Contrary to popular belief, being vegan does not have to limit your “dining out”-scapades. You can dine just about anywhere in your city and enjoy a delicious vegan meal. In fact, most restaurants offer vegan and vegetarian friendly choices on their menus. Even if you don’t see any pre-fab options on the menu, you can often VEGANIZE what they do have. Heck, I do it ALLLL the time! No matter where I go, I can browse the menu, and with a little creativity, create my own personal “heaven on a plate”. My family and friends know this and often come to me for dining advice.
Here, I’ve put together a few tips for ordering “vegan” when dining out.
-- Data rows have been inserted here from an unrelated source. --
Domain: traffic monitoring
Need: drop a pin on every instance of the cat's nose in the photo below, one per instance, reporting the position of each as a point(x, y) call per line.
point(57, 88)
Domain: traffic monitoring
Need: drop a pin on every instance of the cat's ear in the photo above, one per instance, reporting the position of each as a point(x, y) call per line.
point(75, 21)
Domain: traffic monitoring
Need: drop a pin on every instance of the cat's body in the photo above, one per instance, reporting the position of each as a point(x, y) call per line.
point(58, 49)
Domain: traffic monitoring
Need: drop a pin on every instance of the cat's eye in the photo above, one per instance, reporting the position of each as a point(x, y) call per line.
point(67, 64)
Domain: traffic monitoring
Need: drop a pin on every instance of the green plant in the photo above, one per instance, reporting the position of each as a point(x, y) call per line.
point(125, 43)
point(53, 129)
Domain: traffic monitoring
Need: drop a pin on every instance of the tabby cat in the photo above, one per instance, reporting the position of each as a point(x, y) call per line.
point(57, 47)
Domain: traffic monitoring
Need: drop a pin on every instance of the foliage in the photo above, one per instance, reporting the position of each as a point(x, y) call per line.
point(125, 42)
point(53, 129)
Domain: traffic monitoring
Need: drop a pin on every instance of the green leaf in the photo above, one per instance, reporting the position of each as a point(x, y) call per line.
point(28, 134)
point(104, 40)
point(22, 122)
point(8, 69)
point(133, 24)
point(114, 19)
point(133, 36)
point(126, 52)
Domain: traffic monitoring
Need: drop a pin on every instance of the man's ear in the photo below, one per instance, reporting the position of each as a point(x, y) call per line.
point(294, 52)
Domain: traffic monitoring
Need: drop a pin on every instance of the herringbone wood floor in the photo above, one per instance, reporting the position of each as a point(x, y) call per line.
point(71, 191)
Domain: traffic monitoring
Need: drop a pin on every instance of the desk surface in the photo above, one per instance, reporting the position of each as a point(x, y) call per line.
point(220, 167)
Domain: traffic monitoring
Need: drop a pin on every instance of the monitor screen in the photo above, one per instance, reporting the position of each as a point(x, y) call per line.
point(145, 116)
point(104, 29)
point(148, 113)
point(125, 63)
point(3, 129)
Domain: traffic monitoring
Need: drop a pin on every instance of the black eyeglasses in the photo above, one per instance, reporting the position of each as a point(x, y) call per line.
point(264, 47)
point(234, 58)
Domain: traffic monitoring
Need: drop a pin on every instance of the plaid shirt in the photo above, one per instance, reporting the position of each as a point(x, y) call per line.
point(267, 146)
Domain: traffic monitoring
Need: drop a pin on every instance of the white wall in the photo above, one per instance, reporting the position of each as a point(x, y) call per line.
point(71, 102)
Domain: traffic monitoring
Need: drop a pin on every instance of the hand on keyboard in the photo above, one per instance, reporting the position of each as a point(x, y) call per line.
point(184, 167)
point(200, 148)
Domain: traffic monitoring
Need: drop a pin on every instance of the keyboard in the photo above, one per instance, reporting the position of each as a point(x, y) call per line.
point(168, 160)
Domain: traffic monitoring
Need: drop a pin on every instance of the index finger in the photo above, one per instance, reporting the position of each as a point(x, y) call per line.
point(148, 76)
Indian cuisine has extensive veggie offerings. There are even strictly vegetarian Indian restaurants around. Try ordering samosa, pakora and masala dhosa or rice dishes with daal (lentils), potatoes, okra, eggplant and more. Vegans, watch out for the words PANEER (cheese), RAITA (yogurt sauce) and GHEE (a clarified butter made from cow’s milk). Everything else is all good!
You can pretty much count on Asian restaurants to have vegetable dishes, and you can even find bean curd (tofu) as well. In Atlanta, try GreenSprout‘s completely veggie menu (they’ll even omit eggs upon request).
The same goes for Japanese cuisine. I go to RuSans (not as much as my daughter, but that’s a different story.) Order the Inari Maki -a roll filled with tofu, and vegetable tempura maki – a rolled filled with different veggies like asparagus, onion, zucchini and carrot that are deep fried. Don’t forget a side of seaweed salad 🙂
Southeast Asian cuisine (Thailand/Malaysia), in my opinion, is the “southern food” of Asia! I could go on and on about the combinations of flavors and ingredients. In ATL, try PENANG Malaysian restaurant and order the Satay Tofu w-peanut sauce. On menus where they offer CHOW FUN (wide, flat rice noodle) dishes with beef, just ask to replace the meat with tofu or vegetables.
At Thai restaurants, you can bet your bottom dollar that there’s a coconut soup. It’s sometimes offered with chicken; just ask to omit it. However, do check to see if the soup is made with chicken broth (a TOTAL dealbreaker). There will almost always be vegetable spring rolls, fresh rolls – fresh raw veggies swathed in rice paper wrappers- and papaya salad (often prepared with fish sauce and shrimp paste, but again, just ask them to omit it).
Comida de Mexicana es muy delicioso tambien! Funny, I gauge how good the food is at Mexican restaurants by how much I like their chips & salsa (my guilty addiction). My top ATL choice is Nuevo Laredo Cantina. They even have a dedicated “vegetariano” section on the menu. Try ordering the BURRITO FRIJOLE sin queso y crema (cheese & sour cream) to “veganize” it. It comes served with the most flavorful rice w-tomato sauce on top. Some Mexican restaurants prepare their beans with lard (pork fat) so be sure to ask!
***East Africa/Middle East***
There are also some unique dining experiences you can have in Ethiopian and Middle Eastern restaurants.
Ethiopian restaurants always offer a veggie combo which consists of various lentils (wots), stewed greens (alicha), cabbage and potatoes and a salad of jalapeno, lettuce, onion and tomato. This is all served on a plate of injera (traditional Ethiopian flatbread). Take a friend or 4, as dining is communal. You eat from a big plate placed in the middle of the table with your HANDS! Make sure you use the right hand, as the left is deemed for less sanitary purposes :-/. It’s inexpensive, filling, and super-tasty! Don’t hesitate to dig into the injera plate after eating the veggies on top. A personal favorite is California Mart Ethiopian in ATL.
Common and popular dishes in Middle Eastern culture—like falafel (chickpea patty), tahini (sesame sauce), tabbouleh (bulgur salad), and hummus are naturally VEGAN! No “tweaking” necessary. Other tasty options that are usually vegan are dolmas (or stuffed grape leaves) and lentil soup. I enjoy Lawrence’s Cafe on Buford Highway.
Last, but certainly not least is vittles from the Caribbean. Caribbean cuisine is a fusion of African, Spanish, British, French, Indian and Chinese cuisine. Rice and peas (or peas and rice) is the mainstay across all the islands, with a variety of spices and sauces to accompany it. From Trinidad’s doubles, Jamaica’s ITAL options like roti (a thin split pea flatbread that encases curry stews) and callaloo(a Jamaican “spinach”, if you will), to Dominican Republic’s platano maduros (sweet plantains), dining at a Caribbean restaurant should be pain-free. Negril Caribbean Cafe in ATL is veggie/vegan-friendly, and has a mean bbq tofu platter w-rice & peas and veggies of your choice.
So there you have it. Ok, all this advice has gotten ME hungry 🙂 Gotta go…..Happy Eating!